Make WordPress Core

Opened 11 years ago

Closed 11 years ago

#24783 closed task (blessed) (fixed)

user_activation_key is not hashed in the database

Reported by: harrym's profile harrym Owned by: nacin's profile nacin
Milestone: 3.7 Priority: normal
Severity: normal Version: 3.6
Component: Users Keywords: has-patch
Focuses: Cc:

Description

WordPress 3.5.2 does not hash user_activation_key in the database. user_activation_key is a one-time password generated and used during the password reset process.

In combination with another vulnerability that reveals database fields, this value can be used to set a new password for a user account, bypassing the need to extract and brute-force password hashes.

To address this issue, user_activation_key should be hashed in the database, as passwords are.

[NB: I have not attached a patch because the core team have already agreed that they will target a fix for 3.7]

Attachments (3)

24783.diff (4.0 KB) - added by nacin 11 years ago.
24783.2.diff (4.0 KB) - added by nacin 11 years ago.
Maybe increase the key length to 30?
24783.3.diff (5.7 KB) - added by nacin 11 years ago.

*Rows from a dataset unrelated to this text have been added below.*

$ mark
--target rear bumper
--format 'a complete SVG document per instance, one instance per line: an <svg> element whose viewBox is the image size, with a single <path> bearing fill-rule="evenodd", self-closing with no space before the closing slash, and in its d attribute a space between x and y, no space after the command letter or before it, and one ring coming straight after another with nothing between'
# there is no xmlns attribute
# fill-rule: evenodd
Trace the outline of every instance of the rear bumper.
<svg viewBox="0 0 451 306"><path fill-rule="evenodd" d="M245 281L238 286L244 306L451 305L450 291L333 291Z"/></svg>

Download all attachments as: .zip

Change History (7)

#1 @harrym
11 years ago

  • Summary changed from WordPress does not hash user_activation_key in the database to user_activation_key is not hashed in the database

PS: this issue was discovered by Glyn Wintle.

@nacin
11 years ago

#2 @nacin
11 years ago

  • Keywords has-patch added
  • Milestone changed from Awaiting Review to 3.7

24783.diff implements this. Works like a charm.

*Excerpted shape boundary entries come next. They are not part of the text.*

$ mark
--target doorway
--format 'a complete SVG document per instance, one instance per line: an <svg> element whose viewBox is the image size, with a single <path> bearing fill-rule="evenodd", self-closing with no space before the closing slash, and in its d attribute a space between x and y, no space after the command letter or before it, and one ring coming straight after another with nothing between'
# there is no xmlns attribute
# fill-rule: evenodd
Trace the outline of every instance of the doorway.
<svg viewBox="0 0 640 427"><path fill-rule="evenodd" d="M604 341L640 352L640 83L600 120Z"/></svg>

When someone tries to used an older, unhashed user_activation_key, it changes the error message from "Sorry, that key does not appear to be valid." to "Sorry, that key has expired. Please try again." — and it gives you the form to immediately request a password reset email again.

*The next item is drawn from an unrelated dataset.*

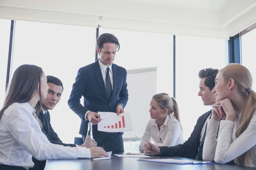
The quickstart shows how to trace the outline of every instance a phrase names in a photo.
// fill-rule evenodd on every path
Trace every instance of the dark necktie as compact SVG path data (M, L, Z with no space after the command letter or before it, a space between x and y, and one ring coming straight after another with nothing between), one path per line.
M106 92L107 92L107 98L109 100L112 94L112 85L109 76L109 68L107 68L107 74L106 74Z
M210 115L210 117L209 119L211 119L212 117L212 113ZM208 119L206 119L206 121L208 121ZM204 139L205 139L205 136L206 136L206 130L207 130L207 124L208 122L206 123L206 126L205 126L205 129L204 130L204 136L203 136L203 139L202 139L202 142L200 144L199 146L199 148L198 149L198 155L195 158L197 160L203 160L203 148L204 147Z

This way, we don't annoyingly invalidate all existing keys without providing any kind of feedback to a user that loses their password right around the time of an update done by someone else. (Think, especially, a big WP install.)

This will have major implications for BackPress-driven sites like bbPress 1.x (so, a lot of WordPress.org). Please do not commit until we figure out this piece.

@nacin
11 years ago

Maybe increase the key length to 30?

@nacin
11 years ago

#3 @nacin
11 years ago

  • Type changed from enhancement to task (blessed)

#4 @nacin
11 years ago

  • Owner set to nacin
  • Resolution set to fixed
  • Status changed from new to closed

In 25696:

Hash password reset keys in the database.

All existing, unused password reset keys are now considered "expired" and the user will be told they should try again.

Introduces a password_reset_key_expired filter to allow plugins to introduce a grace period.

fixes #24783.

Note: See TracTickets for help on using tickets.